Fachgespräch über Jugendmigrationsdienste
Berlin: (hib/LL) Individuelle Beratung, eine Öffnung des deutschen Vereinswesens, aber auch eine ausgewogene Wohnungspolitik sind wichtige Bausteine, die jungen Menschen mit Migrationshintergrund eine soziale Teilhabe ermöglichen, betonten die Sachverständigen im Fachgespräch des Ausschusses für Familie, Senioren, Frauen und Jugend am Mittwochmittag zum Thema „Förderung der sozialen Teilhabe von Jugendlichen mit Migrationshintergrund“.
Individuelle Beratung und Begleitung für junge Menschen mit Migrationshintergrund, ergänzend zur Jugendsozialarbeit, bieten die deutschlandweit rund 500 Jugendmigrationsdienste im Rahmen des Kinder- und Jugendplans des Bundes, erläuterte Christiane Goldschmidt vom Jugendmigrationsdienst Barnim-Oberhavel. Mehr als 120.000 junge Menschen aus 180 Nationen seien 2022 beraten und in der Schule, bei der Ausbildung und in Behördenangelegenheiten unterstützt worden.

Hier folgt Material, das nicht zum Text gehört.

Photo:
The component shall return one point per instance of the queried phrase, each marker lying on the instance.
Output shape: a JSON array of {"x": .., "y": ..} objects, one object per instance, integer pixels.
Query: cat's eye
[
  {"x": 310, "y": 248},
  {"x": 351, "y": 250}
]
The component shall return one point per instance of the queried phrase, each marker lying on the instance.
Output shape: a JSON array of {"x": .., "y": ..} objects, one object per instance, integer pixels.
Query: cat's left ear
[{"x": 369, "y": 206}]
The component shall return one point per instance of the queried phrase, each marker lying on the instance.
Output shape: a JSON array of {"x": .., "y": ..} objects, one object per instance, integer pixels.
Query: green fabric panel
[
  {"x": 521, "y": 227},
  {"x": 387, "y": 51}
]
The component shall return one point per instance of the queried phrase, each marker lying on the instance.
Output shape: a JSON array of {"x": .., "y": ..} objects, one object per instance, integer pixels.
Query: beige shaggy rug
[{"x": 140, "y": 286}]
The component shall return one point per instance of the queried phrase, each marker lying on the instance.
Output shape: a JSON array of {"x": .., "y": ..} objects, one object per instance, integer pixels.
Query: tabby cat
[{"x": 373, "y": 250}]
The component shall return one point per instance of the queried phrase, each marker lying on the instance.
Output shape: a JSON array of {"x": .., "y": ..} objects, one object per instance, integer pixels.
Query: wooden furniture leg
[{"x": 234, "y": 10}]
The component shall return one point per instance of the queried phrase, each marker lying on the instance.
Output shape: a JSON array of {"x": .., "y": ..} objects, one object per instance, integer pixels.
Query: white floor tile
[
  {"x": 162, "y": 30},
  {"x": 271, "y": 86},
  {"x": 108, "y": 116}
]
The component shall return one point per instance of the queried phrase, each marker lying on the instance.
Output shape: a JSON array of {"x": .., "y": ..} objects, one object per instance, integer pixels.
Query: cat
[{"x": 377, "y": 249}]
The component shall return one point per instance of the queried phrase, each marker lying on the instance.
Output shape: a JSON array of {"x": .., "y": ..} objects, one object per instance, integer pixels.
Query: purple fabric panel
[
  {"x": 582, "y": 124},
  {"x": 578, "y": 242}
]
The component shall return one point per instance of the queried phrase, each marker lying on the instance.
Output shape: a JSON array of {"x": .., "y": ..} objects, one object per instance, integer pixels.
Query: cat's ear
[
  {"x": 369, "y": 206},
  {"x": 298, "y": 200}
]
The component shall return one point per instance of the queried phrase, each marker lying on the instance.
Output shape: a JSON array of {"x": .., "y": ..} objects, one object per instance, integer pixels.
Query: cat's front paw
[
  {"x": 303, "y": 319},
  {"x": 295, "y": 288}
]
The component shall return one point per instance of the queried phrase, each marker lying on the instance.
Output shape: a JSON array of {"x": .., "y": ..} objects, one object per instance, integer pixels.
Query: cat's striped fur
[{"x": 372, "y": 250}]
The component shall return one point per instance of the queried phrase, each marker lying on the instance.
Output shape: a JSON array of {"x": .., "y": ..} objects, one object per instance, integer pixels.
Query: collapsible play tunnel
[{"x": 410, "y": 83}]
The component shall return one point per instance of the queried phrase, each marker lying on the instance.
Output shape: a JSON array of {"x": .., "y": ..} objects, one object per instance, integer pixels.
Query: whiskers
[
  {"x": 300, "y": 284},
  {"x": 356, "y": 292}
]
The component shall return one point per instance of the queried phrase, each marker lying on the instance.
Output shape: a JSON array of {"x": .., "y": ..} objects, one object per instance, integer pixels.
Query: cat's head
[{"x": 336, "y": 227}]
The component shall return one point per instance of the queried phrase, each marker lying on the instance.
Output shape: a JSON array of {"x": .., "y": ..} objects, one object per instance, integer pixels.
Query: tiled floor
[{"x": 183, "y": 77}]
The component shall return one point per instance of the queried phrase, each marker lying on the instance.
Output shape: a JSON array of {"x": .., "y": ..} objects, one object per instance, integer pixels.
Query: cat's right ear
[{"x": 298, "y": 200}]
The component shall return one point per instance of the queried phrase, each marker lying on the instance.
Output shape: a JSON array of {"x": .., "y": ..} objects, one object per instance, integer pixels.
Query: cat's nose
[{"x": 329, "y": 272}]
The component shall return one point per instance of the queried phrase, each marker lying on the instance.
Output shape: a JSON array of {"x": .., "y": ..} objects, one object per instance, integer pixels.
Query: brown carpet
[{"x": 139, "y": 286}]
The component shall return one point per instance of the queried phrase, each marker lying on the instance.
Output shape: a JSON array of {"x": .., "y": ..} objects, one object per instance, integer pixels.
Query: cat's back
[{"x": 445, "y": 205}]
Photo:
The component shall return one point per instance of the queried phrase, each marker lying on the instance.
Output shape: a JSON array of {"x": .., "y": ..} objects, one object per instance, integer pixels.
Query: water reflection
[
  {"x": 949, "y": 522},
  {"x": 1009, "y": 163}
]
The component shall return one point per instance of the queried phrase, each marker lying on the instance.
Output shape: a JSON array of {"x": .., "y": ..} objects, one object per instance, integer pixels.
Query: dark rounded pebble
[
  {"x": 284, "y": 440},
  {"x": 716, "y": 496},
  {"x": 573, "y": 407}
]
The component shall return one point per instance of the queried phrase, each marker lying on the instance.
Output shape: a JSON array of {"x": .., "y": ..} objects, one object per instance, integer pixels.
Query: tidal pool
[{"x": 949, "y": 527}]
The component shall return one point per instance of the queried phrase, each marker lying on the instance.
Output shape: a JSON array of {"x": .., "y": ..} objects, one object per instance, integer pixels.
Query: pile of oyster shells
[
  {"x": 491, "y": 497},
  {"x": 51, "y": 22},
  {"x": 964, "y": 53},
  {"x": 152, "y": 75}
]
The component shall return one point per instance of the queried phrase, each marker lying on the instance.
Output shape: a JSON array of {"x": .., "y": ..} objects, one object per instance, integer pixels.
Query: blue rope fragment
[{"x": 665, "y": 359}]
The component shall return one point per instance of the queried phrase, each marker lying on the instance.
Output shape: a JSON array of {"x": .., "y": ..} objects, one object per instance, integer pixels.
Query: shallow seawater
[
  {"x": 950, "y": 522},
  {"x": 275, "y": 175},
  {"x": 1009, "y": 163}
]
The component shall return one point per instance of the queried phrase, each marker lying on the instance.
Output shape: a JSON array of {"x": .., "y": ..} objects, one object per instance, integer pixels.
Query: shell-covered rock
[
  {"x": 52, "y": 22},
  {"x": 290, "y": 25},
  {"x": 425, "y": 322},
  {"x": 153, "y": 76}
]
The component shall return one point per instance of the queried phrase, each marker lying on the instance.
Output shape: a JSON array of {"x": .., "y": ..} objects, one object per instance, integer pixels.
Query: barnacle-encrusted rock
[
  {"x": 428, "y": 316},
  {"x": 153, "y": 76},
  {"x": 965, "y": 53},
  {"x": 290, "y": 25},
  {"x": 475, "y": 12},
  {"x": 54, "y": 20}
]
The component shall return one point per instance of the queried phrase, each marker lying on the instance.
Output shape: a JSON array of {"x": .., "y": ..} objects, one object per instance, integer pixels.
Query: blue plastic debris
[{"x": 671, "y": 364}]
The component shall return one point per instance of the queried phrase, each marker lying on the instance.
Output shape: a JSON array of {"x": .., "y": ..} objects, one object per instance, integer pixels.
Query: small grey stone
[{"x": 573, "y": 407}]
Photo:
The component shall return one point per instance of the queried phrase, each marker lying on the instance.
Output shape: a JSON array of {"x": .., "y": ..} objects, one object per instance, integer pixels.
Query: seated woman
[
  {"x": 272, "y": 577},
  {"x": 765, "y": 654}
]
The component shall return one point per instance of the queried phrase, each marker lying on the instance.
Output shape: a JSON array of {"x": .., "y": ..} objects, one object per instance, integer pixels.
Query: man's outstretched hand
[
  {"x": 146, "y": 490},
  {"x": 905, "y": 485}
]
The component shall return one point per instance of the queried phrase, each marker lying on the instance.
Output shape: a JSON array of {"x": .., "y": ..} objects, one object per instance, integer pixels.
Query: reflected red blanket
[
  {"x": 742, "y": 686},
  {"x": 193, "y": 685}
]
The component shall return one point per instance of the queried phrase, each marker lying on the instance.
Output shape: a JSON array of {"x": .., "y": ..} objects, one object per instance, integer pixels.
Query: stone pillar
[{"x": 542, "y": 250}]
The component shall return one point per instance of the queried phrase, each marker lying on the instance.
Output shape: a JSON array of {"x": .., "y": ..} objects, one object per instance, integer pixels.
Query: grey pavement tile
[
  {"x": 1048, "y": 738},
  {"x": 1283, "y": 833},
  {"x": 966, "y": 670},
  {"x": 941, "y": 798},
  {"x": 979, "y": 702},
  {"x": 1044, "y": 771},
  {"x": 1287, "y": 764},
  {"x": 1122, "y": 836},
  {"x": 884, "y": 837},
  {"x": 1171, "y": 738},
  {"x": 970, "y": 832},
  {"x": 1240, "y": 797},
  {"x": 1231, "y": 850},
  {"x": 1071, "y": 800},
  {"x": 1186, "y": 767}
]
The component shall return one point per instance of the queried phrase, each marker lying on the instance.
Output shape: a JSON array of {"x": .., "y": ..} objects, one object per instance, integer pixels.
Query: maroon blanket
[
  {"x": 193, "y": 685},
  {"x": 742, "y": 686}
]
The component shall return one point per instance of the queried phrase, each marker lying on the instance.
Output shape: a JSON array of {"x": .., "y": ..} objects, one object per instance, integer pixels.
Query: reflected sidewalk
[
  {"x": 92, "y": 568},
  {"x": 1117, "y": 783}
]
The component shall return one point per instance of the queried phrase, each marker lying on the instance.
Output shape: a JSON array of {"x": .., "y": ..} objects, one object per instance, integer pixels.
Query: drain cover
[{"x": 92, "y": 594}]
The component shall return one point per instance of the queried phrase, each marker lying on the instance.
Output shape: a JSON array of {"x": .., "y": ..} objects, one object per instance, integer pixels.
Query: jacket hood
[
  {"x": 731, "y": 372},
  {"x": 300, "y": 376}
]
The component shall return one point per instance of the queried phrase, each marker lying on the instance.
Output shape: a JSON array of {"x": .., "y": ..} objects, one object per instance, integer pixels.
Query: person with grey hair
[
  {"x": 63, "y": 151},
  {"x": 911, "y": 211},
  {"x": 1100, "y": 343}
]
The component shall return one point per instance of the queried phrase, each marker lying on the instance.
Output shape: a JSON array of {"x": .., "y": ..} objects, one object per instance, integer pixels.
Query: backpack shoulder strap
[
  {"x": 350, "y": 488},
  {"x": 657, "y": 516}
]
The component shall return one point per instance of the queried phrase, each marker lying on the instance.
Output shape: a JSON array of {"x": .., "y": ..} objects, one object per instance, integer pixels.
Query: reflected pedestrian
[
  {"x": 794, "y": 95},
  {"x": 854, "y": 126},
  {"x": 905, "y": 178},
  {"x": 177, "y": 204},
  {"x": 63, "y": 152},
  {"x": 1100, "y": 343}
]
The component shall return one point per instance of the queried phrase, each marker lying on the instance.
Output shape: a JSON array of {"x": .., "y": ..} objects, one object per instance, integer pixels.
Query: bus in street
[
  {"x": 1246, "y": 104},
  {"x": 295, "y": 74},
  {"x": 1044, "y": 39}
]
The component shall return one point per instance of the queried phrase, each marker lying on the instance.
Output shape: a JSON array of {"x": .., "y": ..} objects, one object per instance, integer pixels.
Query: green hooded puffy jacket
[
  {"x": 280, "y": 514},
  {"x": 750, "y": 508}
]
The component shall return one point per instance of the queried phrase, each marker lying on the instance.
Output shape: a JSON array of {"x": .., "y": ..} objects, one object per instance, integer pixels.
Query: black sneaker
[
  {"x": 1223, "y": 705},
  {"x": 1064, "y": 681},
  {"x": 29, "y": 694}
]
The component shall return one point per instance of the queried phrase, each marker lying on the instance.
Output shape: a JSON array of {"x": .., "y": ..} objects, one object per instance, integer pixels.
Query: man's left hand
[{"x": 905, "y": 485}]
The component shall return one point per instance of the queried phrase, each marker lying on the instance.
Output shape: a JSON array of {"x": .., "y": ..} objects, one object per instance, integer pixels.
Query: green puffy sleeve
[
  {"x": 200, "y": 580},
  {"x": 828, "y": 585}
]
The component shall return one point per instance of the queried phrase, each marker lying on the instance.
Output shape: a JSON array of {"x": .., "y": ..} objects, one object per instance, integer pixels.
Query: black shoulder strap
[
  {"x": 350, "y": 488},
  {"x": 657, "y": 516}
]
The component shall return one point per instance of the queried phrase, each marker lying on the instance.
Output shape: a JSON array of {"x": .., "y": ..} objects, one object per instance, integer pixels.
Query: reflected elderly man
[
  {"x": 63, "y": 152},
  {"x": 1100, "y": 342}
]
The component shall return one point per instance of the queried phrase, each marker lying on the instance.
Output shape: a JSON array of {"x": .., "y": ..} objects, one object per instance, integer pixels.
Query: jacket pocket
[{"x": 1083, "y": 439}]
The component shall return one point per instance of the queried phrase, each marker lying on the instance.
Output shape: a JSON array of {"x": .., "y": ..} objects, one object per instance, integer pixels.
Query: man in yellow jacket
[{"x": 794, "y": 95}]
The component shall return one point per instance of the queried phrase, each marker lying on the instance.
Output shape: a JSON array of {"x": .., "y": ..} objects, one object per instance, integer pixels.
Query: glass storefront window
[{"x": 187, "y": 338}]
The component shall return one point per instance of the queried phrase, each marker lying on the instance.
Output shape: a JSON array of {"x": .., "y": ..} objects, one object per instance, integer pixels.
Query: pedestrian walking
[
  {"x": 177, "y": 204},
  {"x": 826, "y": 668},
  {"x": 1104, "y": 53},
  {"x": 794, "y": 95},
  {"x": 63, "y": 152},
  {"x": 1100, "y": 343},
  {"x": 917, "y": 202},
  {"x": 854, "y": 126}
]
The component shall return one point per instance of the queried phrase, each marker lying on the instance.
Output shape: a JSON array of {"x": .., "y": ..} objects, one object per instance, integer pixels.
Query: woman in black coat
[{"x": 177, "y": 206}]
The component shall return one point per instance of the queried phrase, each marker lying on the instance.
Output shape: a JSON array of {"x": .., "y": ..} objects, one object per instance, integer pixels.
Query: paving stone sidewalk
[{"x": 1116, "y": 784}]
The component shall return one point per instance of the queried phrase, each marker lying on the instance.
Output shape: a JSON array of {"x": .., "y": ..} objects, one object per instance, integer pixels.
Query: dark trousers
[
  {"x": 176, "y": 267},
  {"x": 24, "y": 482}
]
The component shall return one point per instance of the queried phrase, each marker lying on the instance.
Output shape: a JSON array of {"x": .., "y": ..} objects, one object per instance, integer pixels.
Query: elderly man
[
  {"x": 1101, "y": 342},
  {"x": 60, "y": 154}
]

„Der Schlüssel meines Erfolges in Deutschland sind die richtigen Informationen, die ich zum richtigen Zeitpunkt erhalten habe“, berichtete sie von einem 2016 nach Deutschland gekommenen jungen Syrer. Das habe diesem als Geflüchtetem Türen geöffnet und einen passenden Bildungsweg ermöglicht. Genau an der Schnittstelle zur Schule setze der Jugendmigrationsdienst an. Meist werde die Organisation von der Schulsozialarbeit wegen eines neuen Falls kontaktiert.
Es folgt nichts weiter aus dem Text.